I'd prefer that too but it's not an option for various reasons.

I trust coinbase!

Why is this key needed? To have an address that the client has no access to (yet)? To hold funds in escrow?

For the first part, something similar to pooled vanity mining might be useful, in the second case there's no way around it I fear (you could look into time locked transactions maybe).

Well, my first choice is https://www.bitaddress.org, but from what I can tell you won't be able to use that, so my second vote goes to mt.gox.

User input like passphrases and mouse movement, random keystrokes, /dev/random, cpu tick count, hashed all together with multilevel nested Sha256.

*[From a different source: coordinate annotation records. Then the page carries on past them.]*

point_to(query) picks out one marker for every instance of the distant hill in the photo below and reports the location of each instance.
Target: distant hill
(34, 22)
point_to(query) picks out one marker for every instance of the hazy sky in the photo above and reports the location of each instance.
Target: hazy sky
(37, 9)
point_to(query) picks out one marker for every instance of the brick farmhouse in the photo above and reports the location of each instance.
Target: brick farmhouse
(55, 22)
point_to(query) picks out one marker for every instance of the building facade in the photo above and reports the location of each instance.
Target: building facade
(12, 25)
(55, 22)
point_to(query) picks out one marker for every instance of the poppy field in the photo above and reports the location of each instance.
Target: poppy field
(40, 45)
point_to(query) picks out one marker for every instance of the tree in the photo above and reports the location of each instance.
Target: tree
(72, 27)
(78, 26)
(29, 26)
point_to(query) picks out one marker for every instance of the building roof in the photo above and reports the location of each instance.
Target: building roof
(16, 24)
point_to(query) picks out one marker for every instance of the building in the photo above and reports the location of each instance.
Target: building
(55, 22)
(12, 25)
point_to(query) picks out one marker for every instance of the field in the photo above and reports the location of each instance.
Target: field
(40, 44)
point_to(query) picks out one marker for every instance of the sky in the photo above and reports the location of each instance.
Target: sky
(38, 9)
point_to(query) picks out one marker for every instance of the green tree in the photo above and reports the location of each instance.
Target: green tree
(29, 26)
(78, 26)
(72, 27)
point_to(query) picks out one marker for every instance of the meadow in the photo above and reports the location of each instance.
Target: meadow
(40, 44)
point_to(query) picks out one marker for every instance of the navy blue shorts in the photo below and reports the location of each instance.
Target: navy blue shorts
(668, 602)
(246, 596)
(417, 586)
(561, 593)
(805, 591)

With "multilevel nested hash" I mean NestedHash(data,level) := { x=data; while((level--)>0) x=Hash(x)+data; return Hash(x) }

So NestedSha256(data,0) would be Sha256(data), NestedSha256(data,1) would be Sha256(Sha256(data)+data), NestedSha256(data,2) would be Sha256(Sha256(Sha256(data)+data)+data), et cetera. Unlike the default double hashing that is used by Bitcoin (i.e. DoubleHash(x) = Hash(Hash(x))) this doesn't reduce entropy.

Excellent test case for this scenario. Let's say that's exactly what it's for and that key needs to be printed physically and stored in an envelope. The problem is that the person giving the envelope can cheat and change the contents, and there is no way to prove what's in it without opening it. So, you need a third party that both has experience in bitcoin security and a business reputation of greater value than the temporary key.

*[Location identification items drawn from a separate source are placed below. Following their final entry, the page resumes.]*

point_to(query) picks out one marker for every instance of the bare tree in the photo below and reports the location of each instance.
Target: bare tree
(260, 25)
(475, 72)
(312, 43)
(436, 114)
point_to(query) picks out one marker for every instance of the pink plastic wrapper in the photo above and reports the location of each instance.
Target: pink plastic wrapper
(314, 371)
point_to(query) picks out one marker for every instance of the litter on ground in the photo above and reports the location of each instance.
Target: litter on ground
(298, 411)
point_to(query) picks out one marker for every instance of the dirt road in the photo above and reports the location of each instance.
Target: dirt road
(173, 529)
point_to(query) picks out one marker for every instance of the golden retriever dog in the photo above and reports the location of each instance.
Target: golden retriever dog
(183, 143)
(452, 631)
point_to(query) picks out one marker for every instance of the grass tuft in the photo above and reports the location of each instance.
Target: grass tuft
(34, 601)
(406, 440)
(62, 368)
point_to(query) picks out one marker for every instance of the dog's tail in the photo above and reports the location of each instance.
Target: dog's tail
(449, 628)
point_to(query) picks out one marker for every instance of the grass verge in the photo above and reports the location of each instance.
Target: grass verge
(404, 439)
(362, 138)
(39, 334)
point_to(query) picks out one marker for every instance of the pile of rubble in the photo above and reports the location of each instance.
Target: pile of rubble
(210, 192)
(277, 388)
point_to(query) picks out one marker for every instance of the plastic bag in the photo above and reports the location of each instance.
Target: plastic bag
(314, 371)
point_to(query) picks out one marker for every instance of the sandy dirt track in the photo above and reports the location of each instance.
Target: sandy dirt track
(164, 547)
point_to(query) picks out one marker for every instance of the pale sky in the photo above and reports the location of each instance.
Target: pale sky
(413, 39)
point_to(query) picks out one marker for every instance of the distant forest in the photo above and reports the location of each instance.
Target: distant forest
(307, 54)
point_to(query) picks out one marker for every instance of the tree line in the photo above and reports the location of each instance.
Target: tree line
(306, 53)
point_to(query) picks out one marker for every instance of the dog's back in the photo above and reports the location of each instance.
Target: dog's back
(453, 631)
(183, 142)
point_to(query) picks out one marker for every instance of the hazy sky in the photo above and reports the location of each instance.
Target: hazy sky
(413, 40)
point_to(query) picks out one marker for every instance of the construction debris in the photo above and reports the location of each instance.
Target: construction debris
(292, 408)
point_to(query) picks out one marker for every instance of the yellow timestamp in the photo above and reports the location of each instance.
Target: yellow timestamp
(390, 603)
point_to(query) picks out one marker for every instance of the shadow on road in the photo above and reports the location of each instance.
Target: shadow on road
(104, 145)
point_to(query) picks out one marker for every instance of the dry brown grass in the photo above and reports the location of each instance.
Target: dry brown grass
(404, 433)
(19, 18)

My question is then, whom would you trust to make that key for you?

I have thought about producing Bitcoin checks; contracting out the printing. I think to provide a secure mechanism you need to prove two things:

• That there is no way that you, your equipment, or contractors can know the private key.
• That when examining a suspect document, you know whether or not you printed it (or if it is a fake).

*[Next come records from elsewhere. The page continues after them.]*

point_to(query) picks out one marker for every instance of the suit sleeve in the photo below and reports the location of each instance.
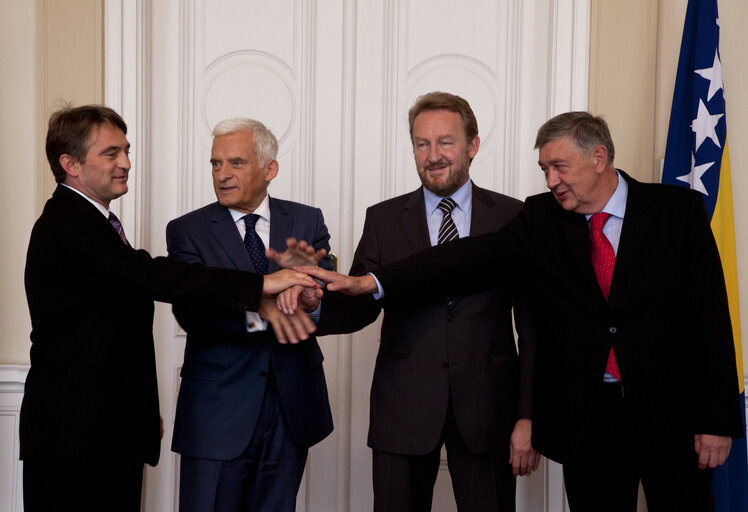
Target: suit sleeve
(527, 334)
(341, 313)
(106, 259)
(461, 267)
(208, 319)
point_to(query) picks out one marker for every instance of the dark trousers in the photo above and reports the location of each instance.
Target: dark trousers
(481, 482)
(84, 487)
(266, 477)
(606, 475)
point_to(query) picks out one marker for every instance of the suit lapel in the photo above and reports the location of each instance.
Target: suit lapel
(484, 218)
(413, 221)
(281, 224)
(577, 233)
(226, 235)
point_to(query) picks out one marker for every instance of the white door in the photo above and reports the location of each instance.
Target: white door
(333, 79)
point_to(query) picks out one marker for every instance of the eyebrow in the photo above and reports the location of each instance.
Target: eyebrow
(114, 148)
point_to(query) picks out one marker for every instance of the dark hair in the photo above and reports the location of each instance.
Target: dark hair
(585, 131)
(444, 101)
(69, 133)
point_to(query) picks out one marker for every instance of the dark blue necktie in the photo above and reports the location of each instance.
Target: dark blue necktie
(447, 233)
(118, 226)
(254, 245)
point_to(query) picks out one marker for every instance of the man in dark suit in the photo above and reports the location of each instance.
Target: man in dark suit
(447, 372)
(249, 408)
(90, 416)
(634, 375)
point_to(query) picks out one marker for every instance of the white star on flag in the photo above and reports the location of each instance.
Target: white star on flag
(704, 125)
(714, 75)
(693, 178)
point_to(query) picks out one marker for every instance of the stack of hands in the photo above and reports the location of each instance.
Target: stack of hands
(289, 295)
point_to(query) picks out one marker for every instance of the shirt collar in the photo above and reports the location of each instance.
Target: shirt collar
(463, 196)
(98, 206)
(616, 205)
(263, 210)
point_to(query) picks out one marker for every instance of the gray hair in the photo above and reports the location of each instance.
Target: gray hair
(585, 131)
(266, 145)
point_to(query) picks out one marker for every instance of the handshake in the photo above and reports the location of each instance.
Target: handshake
(289, 295)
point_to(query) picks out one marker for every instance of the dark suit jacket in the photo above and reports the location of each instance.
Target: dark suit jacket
(91, 390)
(225, 367)
(429, 355)
(667, 317)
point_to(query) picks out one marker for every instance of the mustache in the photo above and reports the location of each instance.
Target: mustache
(437, 165)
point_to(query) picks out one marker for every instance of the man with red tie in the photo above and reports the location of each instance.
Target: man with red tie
(634, 377)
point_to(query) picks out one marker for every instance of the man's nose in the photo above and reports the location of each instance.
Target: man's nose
(220, 172)
(123, 161)
(551, 178)
(433, 154)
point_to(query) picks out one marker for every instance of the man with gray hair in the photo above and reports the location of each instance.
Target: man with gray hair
(635, 377)
(249, 407)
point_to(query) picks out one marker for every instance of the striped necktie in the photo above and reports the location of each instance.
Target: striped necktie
(447, 229)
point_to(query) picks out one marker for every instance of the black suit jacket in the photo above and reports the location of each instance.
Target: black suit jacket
(225, 367)
(667, 317)
(430, 355)
(91, 390)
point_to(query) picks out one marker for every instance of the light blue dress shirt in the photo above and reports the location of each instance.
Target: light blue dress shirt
(616, 207)
(460, 215)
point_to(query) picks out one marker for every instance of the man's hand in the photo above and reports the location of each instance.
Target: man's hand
(288, 328)
(522, 457)
(297, 254)
(712, 450)
(308, 298)
(348, 285)
(278, 281)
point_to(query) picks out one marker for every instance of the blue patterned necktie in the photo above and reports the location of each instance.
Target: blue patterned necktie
(447, 233)
(447, 229)
(118, 226)
(253, 243)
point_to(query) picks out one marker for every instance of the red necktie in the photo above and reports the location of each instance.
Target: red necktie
(603, 260)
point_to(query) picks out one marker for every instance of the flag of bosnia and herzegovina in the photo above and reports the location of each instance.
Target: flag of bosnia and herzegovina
(697, 156)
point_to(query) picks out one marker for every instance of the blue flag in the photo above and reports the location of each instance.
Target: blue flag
(697, 157)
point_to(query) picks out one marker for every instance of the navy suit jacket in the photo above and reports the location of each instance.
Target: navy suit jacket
(225, 367)
(91, 390)
(667, 316)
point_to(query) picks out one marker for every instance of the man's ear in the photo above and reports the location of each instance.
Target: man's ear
(271, 170)
(70, 165)
(600, 155)
(473, 146)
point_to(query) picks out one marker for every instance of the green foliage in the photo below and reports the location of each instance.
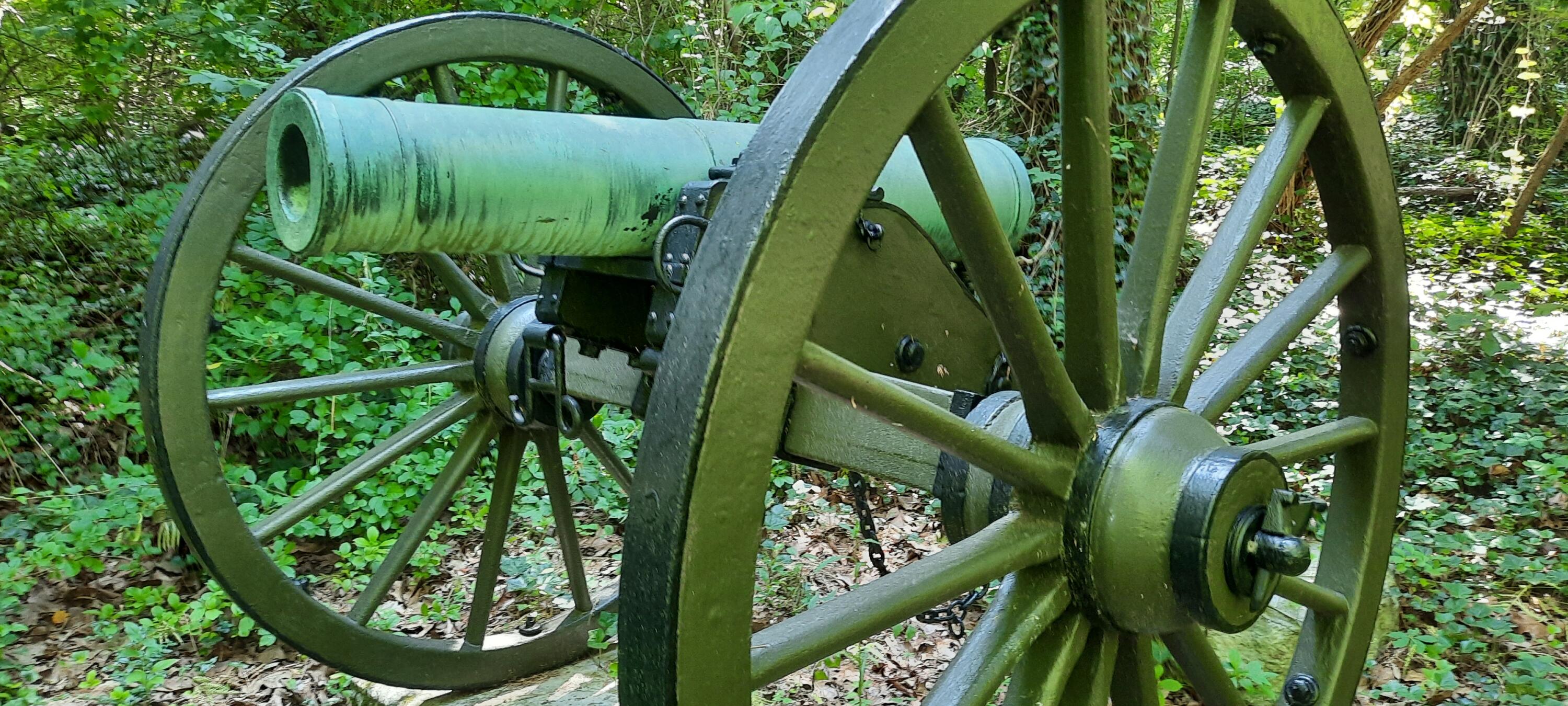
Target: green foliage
(107, 106)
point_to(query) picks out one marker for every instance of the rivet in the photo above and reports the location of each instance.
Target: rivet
(910, 354)
(1300, 691)
(1360, 341)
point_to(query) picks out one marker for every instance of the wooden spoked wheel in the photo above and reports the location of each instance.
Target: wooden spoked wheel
(1133, 518)
(179, 405)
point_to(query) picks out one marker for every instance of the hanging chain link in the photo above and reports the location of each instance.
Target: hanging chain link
(954, 612)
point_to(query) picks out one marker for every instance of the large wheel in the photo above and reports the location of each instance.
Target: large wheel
(179, 405)
(1134, 520)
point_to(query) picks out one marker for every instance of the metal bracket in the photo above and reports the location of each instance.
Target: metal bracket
(676, 245)
(537, 368)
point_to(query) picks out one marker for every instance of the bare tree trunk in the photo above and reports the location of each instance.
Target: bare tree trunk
(1429, 55)
(1537, 176)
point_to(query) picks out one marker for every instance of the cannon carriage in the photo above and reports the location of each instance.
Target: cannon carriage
(835, 288)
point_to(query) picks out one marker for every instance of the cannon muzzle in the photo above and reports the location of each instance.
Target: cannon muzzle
(394, 176)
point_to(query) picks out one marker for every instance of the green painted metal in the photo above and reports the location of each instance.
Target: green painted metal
(1042, 675)
(393, 176)
(1322, 601)
(474, 443)
(1089, 222)
(341, 383)
(1056, 413)
(498, 520)
(1202, 667)
(367, 465)
(345, 292)
(725, 383)
(1090, 680)
(1246, 361)
(904, 288)
(548, 443)
(1120, 532)
(201, 241)
(1026, 605)
(830, 372)
(607, 457)
(1316, 441)
(1197, 314)
(1136, 681)
(720, 405)
(1167, 204)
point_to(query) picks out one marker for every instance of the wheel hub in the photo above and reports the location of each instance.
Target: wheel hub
(1166, 523)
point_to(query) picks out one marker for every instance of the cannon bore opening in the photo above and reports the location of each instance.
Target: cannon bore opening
(294, 168)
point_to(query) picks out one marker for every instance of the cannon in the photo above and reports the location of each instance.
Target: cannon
(838, 289)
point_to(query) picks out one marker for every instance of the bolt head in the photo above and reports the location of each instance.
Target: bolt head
(1360, 341)
(910, 354)
(1300, 691)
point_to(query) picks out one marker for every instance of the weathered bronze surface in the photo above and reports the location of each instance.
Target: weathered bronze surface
(1097, 488)
(394, 176)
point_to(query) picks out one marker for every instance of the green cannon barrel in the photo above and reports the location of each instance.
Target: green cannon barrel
(394, 176)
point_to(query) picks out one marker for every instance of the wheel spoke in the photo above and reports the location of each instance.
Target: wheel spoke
(349, 294)
(1087, 215)
(460, 284)
(556, 92)
(863, 390)
(509, 462)
(341, 383)
(367, 465)
(1224, 382)
(444, 84)
(606, 454)
(1316, 441)
(1162, 226)
(549, 448)
(1136, 683)
(476, 441)
(1202, 667)
(1056, 412)
(1023, 608)
(1004, 546)
(1198, 310)
(1043, 672)
(1090, 681)
(1318, 598)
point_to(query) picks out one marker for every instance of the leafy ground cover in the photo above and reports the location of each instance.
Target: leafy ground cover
(99, 601)
(101, 606)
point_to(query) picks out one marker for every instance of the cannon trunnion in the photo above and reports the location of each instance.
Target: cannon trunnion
(838, 288)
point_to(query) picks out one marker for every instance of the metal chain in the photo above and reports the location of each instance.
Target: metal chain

Proving the first point involves generating the private key with a secure offline printer and computer. Documents should be kept under seal at all times. Cameras (including cell phones and video cameras) are not allowed in the printing room. Hopefully the private keys should be long enough that nobody can memorize them just by glancing at them. The printer memory should be wiped after every run. This involves knowing a lot about how the printer works.

Proving the second point involves applying some kind of mark to the document that uniquely identifies the printer. I was thinking silk-screen with the date placed over top of a seal that you scratch off. Used silk-screen would be damaged and kept under lock and key so that they can be retrieved in the case of a dispute.

I'd need an audit of the software and business practices by trusted third parties, AND an insurance policy from a globally recognized underwriter before I'd trust a private key that anyone else had access to.

blockchain.info for small amount wallet.

No one for saving wallet.

Blockchain info is storing my 300 bitcoins :) they can completly be trusted because they couldnt steal your keys if they wanted to.

Probably blockchain.info for trivial amounts, and Armory for everything else. ;)

You're making it hard to solve this problem by not telling us the problem, but I think there might be a trustless solution to this. See for example vanitypool, which allows vanity mining for custom addresses, and only the client gets the full private key.

So, given the customer's public key, it's probably possible to generate an address that you do not have control over, but that the customer will have control over once you give them your own part of the secret.

Ask one of the core devs or someone who worked on the vanitypool spec.

BLOCKCHAIN 4 LYFE

I use blockchain for small amounts, but if I'm creating a key to store a lot of BTC, I use my local instance of this:

https://www.bitaddress.org/bitaddress.org-v2.4-SHA1-1d5951f6a04dd5a287ac925da4e626870ee58d60.html

I do not understand the concept of golden coins, I assume this is what you want.

Bitcoin is a natural commodity in within itself, no need to inscribe it on another one.